The experimental gene therapy LentiGlobin for the treatment of severe sickle cell disease is being investigated in an ongoing Phase 1 clinical trial. Bluebird Bio, the company developing the therapy, has released interim results from the study. You can read the full article here, at Business Wire.
Sickle cell disease (SCD) is a group of genetic conditions that affect red blood cells. It is a lifelong condition characterised by the production of abnormally shaped red blood cells that are then unable to function normally; often they have shorter lives and can become stuck in blood vessels. People who have sickle cell disease often experience symptoms such as frequent infections, sickle cell episodes (periods of excruciating pain), and anaemia, which is caused by a lack of oxygen in the blood and can lead to tiredness. SCD varies in severity, but for many people, it is a severe and life-shortening condition.
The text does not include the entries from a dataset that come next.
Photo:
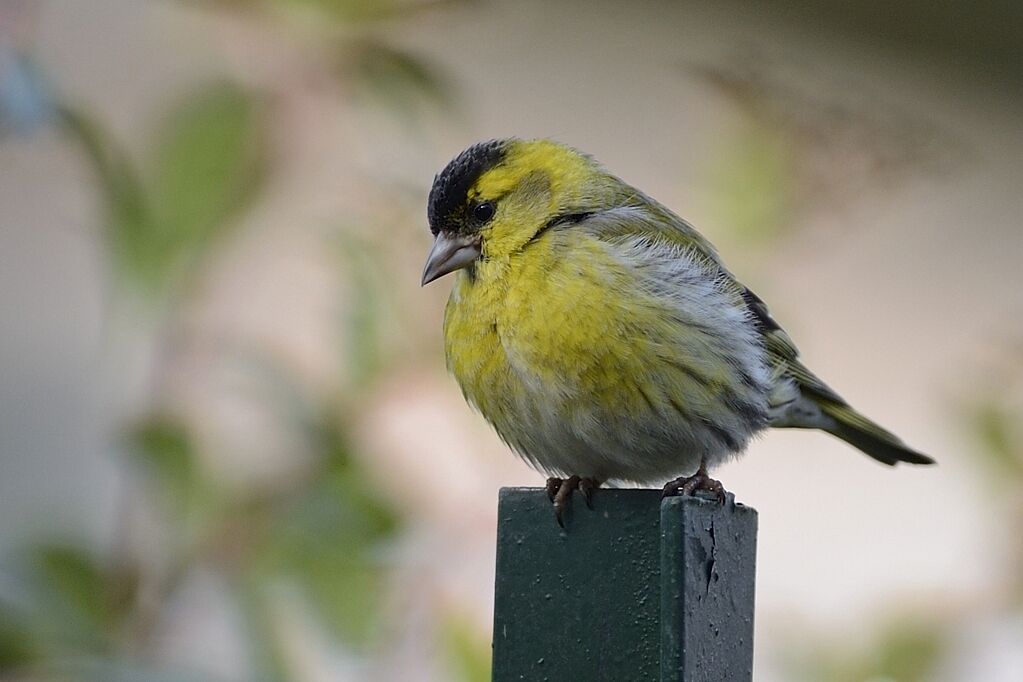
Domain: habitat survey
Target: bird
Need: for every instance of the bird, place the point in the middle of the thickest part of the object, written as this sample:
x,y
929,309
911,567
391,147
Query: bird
x,y
603,336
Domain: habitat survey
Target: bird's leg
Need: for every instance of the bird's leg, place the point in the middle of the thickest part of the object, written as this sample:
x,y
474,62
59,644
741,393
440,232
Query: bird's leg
x,y
697,482
560,491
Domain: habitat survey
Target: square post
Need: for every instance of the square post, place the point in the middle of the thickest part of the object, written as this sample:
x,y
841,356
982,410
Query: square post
x,y
633,589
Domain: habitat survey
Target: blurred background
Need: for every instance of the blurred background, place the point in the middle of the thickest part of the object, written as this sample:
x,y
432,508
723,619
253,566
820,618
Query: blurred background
x,y
229,450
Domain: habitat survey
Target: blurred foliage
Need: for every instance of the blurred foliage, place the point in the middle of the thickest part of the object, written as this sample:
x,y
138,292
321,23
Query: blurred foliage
x,y
468,649
904,650
754,192
320,534
207,165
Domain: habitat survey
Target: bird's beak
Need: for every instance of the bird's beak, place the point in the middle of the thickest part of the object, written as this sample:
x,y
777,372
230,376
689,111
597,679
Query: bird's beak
x,y
450,253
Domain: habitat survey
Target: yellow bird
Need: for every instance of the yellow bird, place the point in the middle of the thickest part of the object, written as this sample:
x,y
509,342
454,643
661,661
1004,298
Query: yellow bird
x,y
602,335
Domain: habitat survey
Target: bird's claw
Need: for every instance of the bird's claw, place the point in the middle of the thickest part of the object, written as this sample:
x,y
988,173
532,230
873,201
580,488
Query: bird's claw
x,y
691,485
560,491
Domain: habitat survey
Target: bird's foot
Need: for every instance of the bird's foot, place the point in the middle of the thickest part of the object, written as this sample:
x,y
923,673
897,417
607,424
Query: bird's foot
x,y
691,485
560,491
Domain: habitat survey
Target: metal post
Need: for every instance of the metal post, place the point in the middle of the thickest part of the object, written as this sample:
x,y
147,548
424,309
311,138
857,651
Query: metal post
x,y
633,589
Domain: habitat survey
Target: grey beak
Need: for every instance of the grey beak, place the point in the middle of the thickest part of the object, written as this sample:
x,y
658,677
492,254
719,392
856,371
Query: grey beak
x,y
450,253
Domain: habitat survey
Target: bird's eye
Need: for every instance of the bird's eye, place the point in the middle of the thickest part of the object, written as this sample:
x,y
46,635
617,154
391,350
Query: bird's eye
x,y
484,212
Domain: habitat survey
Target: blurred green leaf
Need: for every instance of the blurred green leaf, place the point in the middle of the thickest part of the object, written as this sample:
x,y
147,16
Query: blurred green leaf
x,y
468,650
753,178
209,161
329,539
68,592
76,578
401,81
996,429
129,216
165,448
361,325
209,164
907,649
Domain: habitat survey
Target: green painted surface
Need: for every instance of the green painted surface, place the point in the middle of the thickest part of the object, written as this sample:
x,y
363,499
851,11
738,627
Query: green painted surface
x,y
622,592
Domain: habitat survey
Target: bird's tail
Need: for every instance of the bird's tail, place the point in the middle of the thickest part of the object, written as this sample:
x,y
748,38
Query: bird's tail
x,y
857,430
814,405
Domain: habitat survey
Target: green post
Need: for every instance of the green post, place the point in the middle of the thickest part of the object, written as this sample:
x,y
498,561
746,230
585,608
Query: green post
x,y
634,589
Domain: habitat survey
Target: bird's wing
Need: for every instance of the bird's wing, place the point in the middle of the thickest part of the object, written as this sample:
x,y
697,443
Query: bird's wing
x,y
642,216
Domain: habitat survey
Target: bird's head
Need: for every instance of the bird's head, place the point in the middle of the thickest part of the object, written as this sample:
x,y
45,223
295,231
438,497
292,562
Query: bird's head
x,y
496,196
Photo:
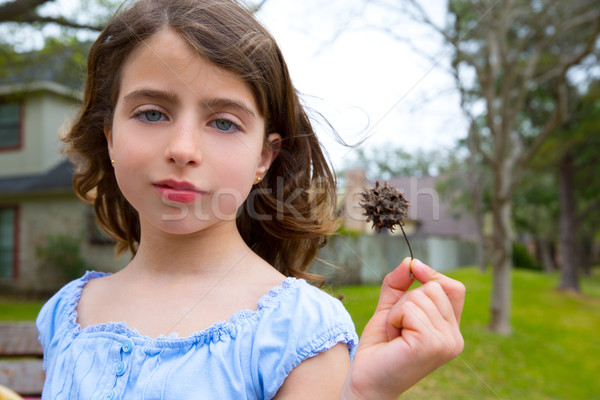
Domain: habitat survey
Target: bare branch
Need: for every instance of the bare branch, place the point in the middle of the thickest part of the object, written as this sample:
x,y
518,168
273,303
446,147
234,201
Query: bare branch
x,y
34,18
14,9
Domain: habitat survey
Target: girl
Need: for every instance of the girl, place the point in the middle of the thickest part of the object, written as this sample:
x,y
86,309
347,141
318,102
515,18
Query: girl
x,y
199,158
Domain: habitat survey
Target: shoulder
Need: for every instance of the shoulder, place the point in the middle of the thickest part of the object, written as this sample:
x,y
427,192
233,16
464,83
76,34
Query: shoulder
x,y
298,321
60,309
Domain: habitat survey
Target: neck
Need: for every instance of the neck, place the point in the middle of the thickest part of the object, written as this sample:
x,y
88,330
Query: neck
x,y
211,251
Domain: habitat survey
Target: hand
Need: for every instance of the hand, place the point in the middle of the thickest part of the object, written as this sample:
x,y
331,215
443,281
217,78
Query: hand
x,y
411,334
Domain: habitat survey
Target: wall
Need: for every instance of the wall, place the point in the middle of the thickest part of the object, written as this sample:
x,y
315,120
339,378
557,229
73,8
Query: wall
x,y
56,214
44,115
368,258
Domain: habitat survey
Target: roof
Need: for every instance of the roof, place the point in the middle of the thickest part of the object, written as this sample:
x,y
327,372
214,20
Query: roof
x,y
60,178
60,67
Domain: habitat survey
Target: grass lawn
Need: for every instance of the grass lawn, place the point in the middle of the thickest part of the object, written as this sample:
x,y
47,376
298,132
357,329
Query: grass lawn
x,y
12,310
554,352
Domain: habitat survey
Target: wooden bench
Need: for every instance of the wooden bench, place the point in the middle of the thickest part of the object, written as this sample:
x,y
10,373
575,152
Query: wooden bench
x,y
21,358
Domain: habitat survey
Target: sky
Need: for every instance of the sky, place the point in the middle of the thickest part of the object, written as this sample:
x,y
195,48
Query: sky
x,y
373,89
366,83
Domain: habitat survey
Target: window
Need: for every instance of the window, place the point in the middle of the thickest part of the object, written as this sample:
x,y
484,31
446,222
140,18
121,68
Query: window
x,y
8,241
10,125
95,234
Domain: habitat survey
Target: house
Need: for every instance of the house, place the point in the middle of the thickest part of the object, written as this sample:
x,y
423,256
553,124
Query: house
x,y
438,235
36,193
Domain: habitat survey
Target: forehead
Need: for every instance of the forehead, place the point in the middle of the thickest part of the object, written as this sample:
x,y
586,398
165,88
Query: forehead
x,y
167,61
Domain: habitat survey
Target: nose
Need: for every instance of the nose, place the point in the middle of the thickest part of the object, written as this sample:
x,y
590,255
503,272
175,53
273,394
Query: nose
x,y
183,148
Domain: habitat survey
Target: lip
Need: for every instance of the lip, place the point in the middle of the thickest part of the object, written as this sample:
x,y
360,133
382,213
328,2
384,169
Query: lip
x,y
178,191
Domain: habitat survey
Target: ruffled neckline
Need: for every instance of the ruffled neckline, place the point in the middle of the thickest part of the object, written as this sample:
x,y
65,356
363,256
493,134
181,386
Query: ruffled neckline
x,y
218,331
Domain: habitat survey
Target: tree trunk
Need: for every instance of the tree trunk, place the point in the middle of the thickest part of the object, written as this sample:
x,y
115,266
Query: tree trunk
x,y
569,279
546,256
501,253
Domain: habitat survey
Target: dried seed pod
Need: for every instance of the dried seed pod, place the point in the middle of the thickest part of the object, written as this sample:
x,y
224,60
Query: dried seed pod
x,y
385,207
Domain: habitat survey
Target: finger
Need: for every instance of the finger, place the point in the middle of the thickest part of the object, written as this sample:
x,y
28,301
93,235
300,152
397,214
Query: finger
x,y
402,317
454,289
395,284
435,292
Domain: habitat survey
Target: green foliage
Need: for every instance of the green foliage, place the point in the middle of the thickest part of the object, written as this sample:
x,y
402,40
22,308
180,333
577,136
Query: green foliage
x,y
387,160
522,258
19,310
551,355
62,254
344,231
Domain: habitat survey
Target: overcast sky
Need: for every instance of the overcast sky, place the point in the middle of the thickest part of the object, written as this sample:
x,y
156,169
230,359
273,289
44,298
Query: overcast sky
x,y
362,80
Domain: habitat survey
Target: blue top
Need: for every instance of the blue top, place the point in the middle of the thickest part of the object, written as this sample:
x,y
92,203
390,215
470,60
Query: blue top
x,y
247,357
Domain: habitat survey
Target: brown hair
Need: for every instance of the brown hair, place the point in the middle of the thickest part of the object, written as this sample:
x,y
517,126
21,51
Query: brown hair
x,y
296,199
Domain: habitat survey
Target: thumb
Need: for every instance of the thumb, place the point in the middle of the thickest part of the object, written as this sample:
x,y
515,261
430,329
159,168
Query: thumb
x,y
395,284
454,289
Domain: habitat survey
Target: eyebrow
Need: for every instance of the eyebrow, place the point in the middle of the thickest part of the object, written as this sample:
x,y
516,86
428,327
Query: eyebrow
x,y
172,98
154,94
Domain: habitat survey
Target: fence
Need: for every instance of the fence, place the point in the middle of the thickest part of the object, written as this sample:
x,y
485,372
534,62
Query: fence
x,y
366,259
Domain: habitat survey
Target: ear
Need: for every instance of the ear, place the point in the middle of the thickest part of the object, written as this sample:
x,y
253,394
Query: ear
x,y
269,153
108,136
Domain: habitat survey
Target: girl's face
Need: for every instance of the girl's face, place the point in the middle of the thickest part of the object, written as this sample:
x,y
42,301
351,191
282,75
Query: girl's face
x,y
186,137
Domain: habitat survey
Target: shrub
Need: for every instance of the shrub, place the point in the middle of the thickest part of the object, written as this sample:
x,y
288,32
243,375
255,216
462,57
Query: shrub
x,y
522,258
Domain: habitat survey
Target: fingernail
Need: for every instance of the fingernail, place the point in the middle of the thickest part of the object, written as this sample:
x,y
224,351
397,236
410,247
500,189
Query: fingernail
x,y
417,264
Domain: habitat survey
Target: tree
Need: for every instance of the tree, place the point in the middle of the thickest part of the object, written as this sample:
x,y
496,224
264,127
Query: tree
x,y
573,150
502,52
385,161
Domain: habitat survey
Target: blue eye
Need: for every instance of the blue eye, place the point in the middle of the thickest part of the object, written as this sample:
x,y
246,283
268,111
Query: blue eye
x,y
152,115
225,125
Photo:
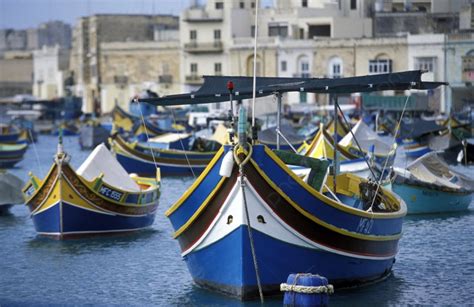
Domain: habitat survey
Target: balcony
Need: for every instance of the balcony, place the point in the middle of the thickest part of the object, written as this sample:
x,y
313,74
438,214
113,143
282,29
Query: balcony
x,y
201,15
165,79
193,80
195,47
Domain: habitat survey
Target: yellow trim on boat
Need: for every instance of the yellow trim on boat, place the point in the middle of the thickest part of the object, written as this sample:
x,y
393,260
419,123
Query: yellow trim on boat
x,y
196,183
327,200
320,222
199,210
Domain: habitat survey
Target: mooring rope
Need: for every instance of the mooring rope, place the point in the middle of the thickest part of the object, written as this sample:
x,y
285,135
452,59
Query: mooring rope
x,y
386,160
241,164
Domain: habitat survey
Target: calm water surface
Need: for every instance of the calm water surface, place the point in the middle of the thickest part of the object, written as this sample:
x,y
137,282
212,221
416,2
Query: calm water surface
x,y
435,264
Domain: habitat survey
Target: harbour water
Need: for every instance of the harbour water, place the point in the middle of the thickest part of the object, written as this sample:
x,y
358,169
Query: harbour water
x,y
435,264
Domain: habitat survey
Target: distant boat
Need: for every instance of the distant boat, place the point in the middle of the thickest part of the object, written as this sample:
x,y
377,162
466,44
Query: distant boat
x,y
11,154
10,191
416,133
98,198
68,129
381,153
91,134
322,147
137,158
429,185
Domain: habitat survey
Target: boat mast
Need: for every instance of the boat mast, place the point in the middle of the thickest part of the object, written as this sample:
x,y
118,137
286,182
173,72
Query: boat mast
x,y
335,170
278,95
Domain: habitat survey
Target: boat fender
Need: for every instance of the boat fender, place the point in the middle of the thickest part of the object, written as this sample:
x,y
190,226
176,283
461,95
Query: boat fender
x,y
305,289
227,164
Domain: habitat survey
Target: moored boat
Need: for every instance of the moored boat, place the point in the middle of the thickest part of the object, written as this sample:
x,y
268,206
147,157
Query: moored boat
x,y
322,147
11,154
10,191
381,153
429,185
140,159
243,230
98,198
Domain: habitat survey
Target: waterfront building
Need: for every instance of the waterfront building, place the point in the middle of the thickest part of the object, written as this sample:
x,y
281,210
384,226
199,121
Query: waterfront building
x,y
50,72
89,34
16,70
129,68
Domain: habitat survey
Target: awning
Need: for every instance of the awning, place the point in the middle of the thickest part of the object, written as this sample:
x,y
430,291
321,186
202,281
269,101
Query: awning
x,y
215,89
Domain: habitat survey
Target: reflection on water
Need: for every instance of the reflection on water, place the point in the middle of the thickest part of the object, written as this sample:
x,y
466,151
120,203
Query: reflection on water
x,y
434,266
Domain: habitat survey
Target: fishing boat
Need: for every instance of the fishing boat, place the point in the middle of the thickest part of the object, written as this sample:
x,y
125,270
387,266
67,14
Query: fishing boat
x,y
11,154
322,147
416,133
122,120
92,133
10,191
369,144
429,185
97,198
140,159
248,221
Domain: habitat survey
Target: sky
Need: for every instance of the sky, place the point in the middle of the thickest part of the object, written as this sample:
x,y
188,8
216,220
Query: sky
x,y
22,14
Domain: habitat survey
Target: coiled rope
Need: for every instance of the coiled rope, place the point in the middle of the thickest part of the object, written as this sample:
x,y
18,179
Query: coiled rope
x,y
329,289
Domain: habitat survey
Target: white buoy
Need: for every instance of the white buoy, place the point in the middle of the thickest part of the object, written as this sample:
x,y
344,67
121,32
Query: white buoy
x,y
227,164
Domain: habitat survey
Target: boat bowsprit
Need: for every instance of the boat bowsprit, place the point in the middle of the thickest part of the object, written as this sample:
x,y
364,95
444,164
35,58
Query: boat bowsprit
x,y
295,226
98,198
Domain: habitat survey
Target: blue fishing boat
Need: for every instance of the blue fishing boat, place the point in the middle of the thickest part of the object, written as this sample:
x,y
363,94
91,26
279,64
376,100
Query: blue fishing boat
x,y
97,198
429,185
248,221
370,144
140,159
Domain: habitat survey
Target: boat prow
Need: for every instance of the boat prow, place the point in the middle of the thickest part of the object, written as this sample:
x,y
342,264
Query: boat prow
x,y
99,198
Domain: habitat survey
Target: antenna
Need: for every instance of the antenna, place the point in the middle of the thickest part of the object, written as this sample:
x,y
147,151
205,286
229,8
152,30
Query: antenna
x,y
255,63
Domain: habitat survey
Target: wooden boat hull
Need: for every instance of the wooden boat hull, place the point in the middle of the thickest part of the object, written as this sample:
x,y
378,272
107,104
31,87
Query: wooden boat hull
x,y
414,149
170,162
11,154
294,229
64,205
421,200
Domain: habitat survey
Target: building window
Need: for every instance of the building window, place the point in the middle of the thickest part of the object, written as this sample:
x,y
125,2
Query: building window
x,y
427,64
353,4
278,30
217,35
193,35
303,97
217,68
319,30
193,68
380,66
468,67
303,67
335,67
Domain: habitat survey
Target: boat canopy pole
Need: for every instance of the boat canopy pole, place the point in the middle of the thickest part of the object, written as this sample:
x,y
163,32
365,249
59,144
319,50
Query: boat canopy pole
x,y
335,166
278,95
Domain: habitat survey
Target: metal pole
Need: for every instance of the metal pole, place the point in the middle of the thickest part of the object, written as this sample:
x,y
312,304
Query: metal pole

It is estimated that about 100,000 people in the US have SCD, and some groups, such as people of African, Caribbean, and Asian descent, are more frequently affected than others.
Bluebird Bio’s gene therapy, LentiGlobin, is designed to offer patients with SCD a new treatment option that addresses the cause of the condition. LentiGlobin works by putting a functioning copy of the human beta-globin gene into stem cells in a lab and then transplanting the cells into a patient through an infusion. The new gene is expected to reduce the sickling (abnormal shape) of red blood cells.
The new interim data from the Phase 1 study of LentiGlobin has shown promising results. The on-going study, which is taking place across several centres, is an open-label study. It contains three cohorts of patients; group A was treated using the original study protocol, while groups B and C were treated using an amended protocol. Group C also had stem cells collected from a different area.